Meet the Homegirl: Founder of Sesi Magazine
Sesi = sister
To black women, the term “sesi,” or “sister,” carries numerous meanings beyond what appears in Google Translate. It can mean a female sibling, and it can be used to describe the girlfriends with whom you share a tight bond or a strong loyalty. Or perhaps the multifarious expression can even be used to denote a female member of a religious order. But for many young black girls the term “sesi” also denotes a magazine where they can see different versions of themselves being represented.
This is all thanks to Andrea Butler, the founder and editor-in-chief of Sesi Magazine, the first and only magazine for black girls. As many young black women flip through pages filled with brown skin, luscious curls, bantu knots, and more, they receive the representation they deserve.

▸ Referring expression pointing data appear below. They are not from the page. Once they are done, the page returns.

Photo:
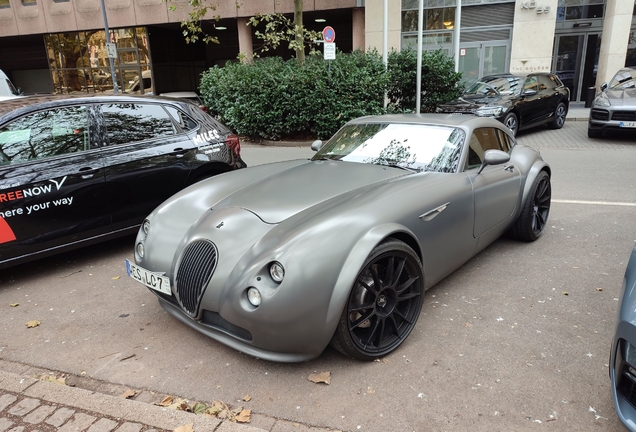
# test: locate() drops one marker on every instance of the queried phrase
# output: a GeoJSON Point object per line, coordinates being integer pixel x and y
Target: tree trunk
{"type": "Point", "coordinates": [298, 23]}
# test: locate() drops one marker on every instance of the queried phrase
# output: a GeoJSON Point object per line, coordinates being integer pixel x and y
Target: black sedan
{"type": "Point", "coordinates": [518, 101]}
{"type": "Point", "coordinates": [75, 171]}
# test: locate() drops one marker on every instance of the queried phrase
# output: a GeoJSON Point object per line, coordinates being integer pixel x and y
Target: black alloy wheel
{"type": "Point", "coordinates": [384, 303]}
{"type": "Point", "coordinates": [534, 215]}
{"type": "Point", "coordinates": [559, 116]}
{"type": "Point", "coordinates": [512, 123]}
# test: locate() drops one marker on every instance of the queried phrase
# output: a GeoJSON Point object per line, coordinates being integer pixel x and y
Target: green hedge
{"type": "Point", "coordinates": [275, 99]}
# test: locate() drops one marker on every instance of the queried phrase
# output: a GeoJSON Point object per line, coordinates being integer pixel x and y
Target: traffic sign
{"type": "Point", "coordinates": [328, 34]}
{"type": "Point", "coordinates": [330, 51]}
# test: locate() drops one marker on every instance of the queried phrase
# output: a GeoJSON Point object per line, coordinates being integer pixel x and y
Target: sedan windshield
{"type": "Point", "coordinates": [409, 146]}
{"type": "Point", "coordinates": [495, 85]}
{"type": "Point", "coordinates": [624, 79]}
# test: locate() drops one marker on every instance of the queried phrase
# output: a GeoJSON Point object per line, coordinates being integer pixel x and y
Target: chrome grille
{"type": "Point", "coordinates": [197, 266]}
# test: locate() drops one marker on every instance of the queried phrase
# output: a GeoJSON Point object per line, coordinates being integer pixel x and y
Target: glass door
{"type": "Point", "coordinates": [576, 62]}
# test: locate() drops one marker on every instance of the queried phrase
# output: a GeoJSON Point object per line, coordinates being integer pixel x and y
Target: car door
{"type": "Point", "coordinates": [531, 105]}
{"type": "Point", "coordinates": [496, 187]}
{"type": "Point", "coordinates": [52, 189]}
{"type": "Point", "coordinates": [145, 159]}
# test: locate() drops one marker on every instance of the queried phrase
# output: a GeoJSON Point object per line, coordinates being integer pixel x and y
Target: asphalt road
{"type": "Point", "coordinates": [517, 339]}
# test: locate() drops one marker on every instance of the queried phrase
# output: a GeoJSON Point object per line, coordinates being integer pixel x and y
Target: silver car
{"type": "Point", "coordinates": [280, 260]}
{"type": "Point", "coordinates": [614, 109]}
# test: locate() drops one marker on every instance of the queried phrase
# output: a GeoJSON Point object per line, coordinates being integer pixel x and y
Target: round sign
{"type": "Point", "coordinates": [328, 34]}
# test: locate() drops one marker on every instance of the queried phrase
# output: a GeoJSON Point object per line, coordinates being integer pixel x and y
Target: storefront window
{"type": "Point", "coordinates": [79, 61]}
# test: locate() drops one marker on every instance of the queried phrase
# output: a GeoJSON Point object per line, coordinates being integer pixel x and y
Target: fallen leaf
{"type": "Point", "coordinates": [324, 377]}
{"type": "Point", "coordinates": [165, 401]}
{"type": "Point", "coordinates": [185, 428]}
{"type": "Point", "coordinates": [244, 416]}
{"type": "Point", "coordinates": [128, 394]}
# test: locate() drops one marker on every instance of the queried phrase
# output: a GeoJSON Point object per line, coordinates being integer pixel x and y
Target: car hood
{"type": "Point", "coordinates": [622, 97]}
{"type": "Point", "coordinates": [286, 193]}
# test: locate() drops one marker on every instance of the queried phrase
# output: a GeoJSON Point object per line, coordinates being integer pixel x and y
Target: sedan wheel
{"type": "Point", "coordinates": [513, 124]}
{"type": "Point", "coordinates": [559, 116]}
{"type": "Point", "coordinates": [384, 303]}
{"type": "Point", "coordinates": [534, 214]}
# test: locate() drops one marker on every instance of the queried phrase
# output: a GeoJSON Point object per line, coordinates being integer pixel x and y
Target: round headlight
{"type": "Point", "coordinates": [277, 271]}
{"type": "Point", "coordinates": [254, 296]}
{"type": "Point", "coordinates": [140, 249]}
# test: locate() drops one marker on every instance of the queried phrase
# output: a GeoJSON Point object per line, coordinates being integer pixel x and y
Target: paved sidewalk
{"type": "Point", "coordinates": [31, 405]}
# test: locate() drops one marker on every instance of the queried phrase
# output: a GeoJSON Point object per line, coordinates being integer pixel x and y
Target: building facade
{"type": "Point", "coordinates": [61, 45]}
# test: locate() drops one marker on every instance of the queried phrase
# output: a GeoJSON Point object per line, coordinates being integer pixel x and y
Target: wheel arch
{"type": "Point", "coordinates": [356, 258]}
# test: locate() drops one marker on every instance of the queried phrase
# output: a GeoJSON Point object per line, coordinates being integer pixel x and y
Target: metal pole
{"type": "Point", "coordinates": [458, 20]}
{"type": "Point", "coordinates": [420, 28]}
{"type": "Point", "coordinates": [110, 59]}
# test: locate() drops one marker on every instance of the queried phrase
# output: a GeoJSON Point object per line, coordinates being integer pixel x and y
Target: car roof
{"type": "Point", "coordinates": [454, 120]}
{"type": "Point", "coordinates": [16, 107]}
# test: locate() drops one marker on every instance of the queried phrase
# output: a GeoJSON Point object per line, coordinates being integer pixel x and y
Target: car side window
{"type": "Point", "coordinates": [181, 118]}
{"type": "Point", "coordinates": [531, 84]}
{"type": "Point", "coordinates": [484, 139]}
{"type": "Point", "coordinates": [126, 122]}
{"type": "Point", "coordinates": [45, 134]}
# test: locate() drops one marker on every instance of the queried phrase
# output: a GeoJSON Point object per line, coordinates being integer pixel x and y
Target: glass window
{"type": "Point", "coordinates": [127, 123]}
{"type": "Point", "coordinates": [182, 119]}
{"type": "Point", "coordinates": [484, 139]}
{"type": "Point", "coordinates": [45, 134]}
{"type": "Point", "coordinates": [410, 146]}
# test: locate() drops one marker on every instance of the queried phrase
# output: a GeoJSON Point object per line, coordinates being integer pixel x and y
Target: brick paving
{"type": "Point", "coordinates": [23, 414]}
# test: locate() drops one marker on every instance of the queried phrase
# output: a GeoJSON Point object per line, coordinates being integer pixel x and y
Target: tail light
{"type": "Point", "coordinates": [233, 142]}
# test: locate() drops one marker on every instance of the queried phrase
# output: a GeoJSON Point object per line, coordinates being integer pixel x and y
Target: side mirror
{"type": "Point", "coordinates": [493, 157]}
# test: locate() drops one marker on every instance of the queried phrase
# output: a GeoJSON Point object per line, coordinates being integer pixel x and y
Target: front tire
{"type": "Point", "coordinates": [559, 116]}
{"type": "Point", "coordinates": [384, 303]}
{"type": "Point", "coordinates": [512, 122]}
{"type": "Point", "coordinates": [535, 211]}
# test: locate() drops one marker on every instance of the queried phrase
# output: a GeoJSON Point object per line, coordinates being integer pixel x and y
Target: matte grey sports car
{"type": "Point", "coordinates": [623, 354]}
{"type": "Point", "coordinates": [614, 109]}
{"type": "Point", "coordinates": [280, 260]}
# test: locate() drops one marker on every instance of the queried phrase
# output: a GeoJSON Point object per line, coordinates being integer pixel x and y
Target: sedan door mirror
{"type": "Point", "coordinates": [494, 157]}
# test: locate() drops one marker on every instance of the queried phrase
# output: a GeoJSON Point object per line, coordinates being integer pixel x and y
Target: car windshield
{"type": "Point", "coordinates": [495, 85]}
{"type": "Point", "coordinates": [415, 147]}
{"type": "Point", "coordinates": [624, 79]}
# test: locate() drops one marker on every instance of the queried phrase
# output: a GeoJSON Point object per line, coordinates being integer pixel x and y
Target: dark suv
{"type": "Point", "coordinates": [518, 101]}
{"type": "Point", "coordinates": [76, 171]}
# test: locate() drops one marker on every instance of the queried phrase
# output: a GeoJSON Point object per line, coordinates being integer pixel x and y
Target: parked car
{"type": "Point", "coordinates": [518, 101]}
{"type": "Point", "coordinates": [614, 109]}
{"type": "Point", "coordinates": [75, 171]}
{"type": "Point", "coordinates": [622, 362]}
{"type": "Point", "coordinates": [280, 260]}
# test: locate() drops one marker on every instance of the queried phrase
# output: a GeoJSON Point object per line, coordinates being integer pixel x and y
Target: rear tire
{"type": "Point", "coordinates": [559, 116]}
{"type": "Point", "coordinates": [512, 122]}
{"type": "Point", "coordinates": [383, 305]}
{"type": "Point", "coordinates": [535, 211]}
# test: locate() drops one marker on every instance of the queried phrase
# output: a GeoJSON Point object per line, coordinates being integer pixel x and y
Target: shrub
{"type": "Point", "coordinates": [440, 82]}
{"type": "Point", "coordinates": [274, 99]}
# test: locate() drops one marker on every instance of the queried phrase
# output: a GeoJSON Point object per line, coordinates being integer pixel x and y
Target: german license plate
{"type": "Point", "coordinates": [152, 280]}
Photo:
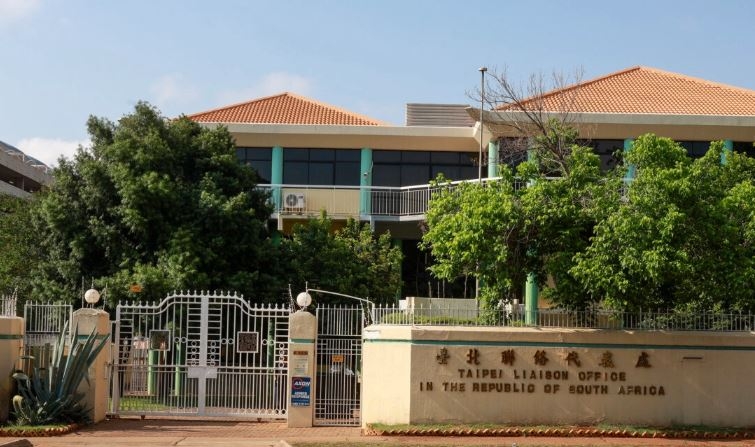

It all started twenty years ago, one weekend night on a bedroom floor. Andrea was seventeen years old and flipping through old issues of Teen Vogue, Seventeen, and YM, and she observed that besides the one Token Black girl, all her favorite monthly magazines were just a sea of white skinned models. That’s when the idea for Sesi came to her mind.
Andrea was fed up with the lack of representation of black girls in mainstream media. So that night Andrea, set herself a challenge that would impact the magazine industry forever. She promised herself if nothing had changed by the time she was done with school, she would start a magazine herself.
Andrea is proud to say that she has kept that promise. She knew that something as simple as erasure in magazines could create such a complicated and unhealthy sense of identity for black female youth, and sought to fix this. Because for many young black girls, representation matters, and not seeing those who look like them in magazines makes them feel as if they are not worthy to grace the front covers of their very own lives, let alone the media.
Andrea founded Sesi because she believed that white-dominated magazines could not do justice to representation of black women. To be black is not just a one page experience, it is crucial that all facets of the black girl experience are represented and shown. Sesi Magazine does just that.
Even though Andrea makes it look easy, she has had to overcome many obstacles on her journey. This includes getting advertisers to understand the value of Sesi, reaching a niche audience, and writing to distributors for five years to get Sesi on the newstands. But when she saw the impact she had on her fellow sesis from all over the world, she knew that all her hard work was worth it in the end.
With hard work and dedication, Andrea took Sesi Magazine from an idea in her bedroom to an empowering product in the newsstands of Barnes & Noble and Books-A-Million. Sesi Magazine has, in her own words, provided a space where “we can see others we identify with and hear stories we relate to, so we know we're not going through something alone, so we always remember that we matter.”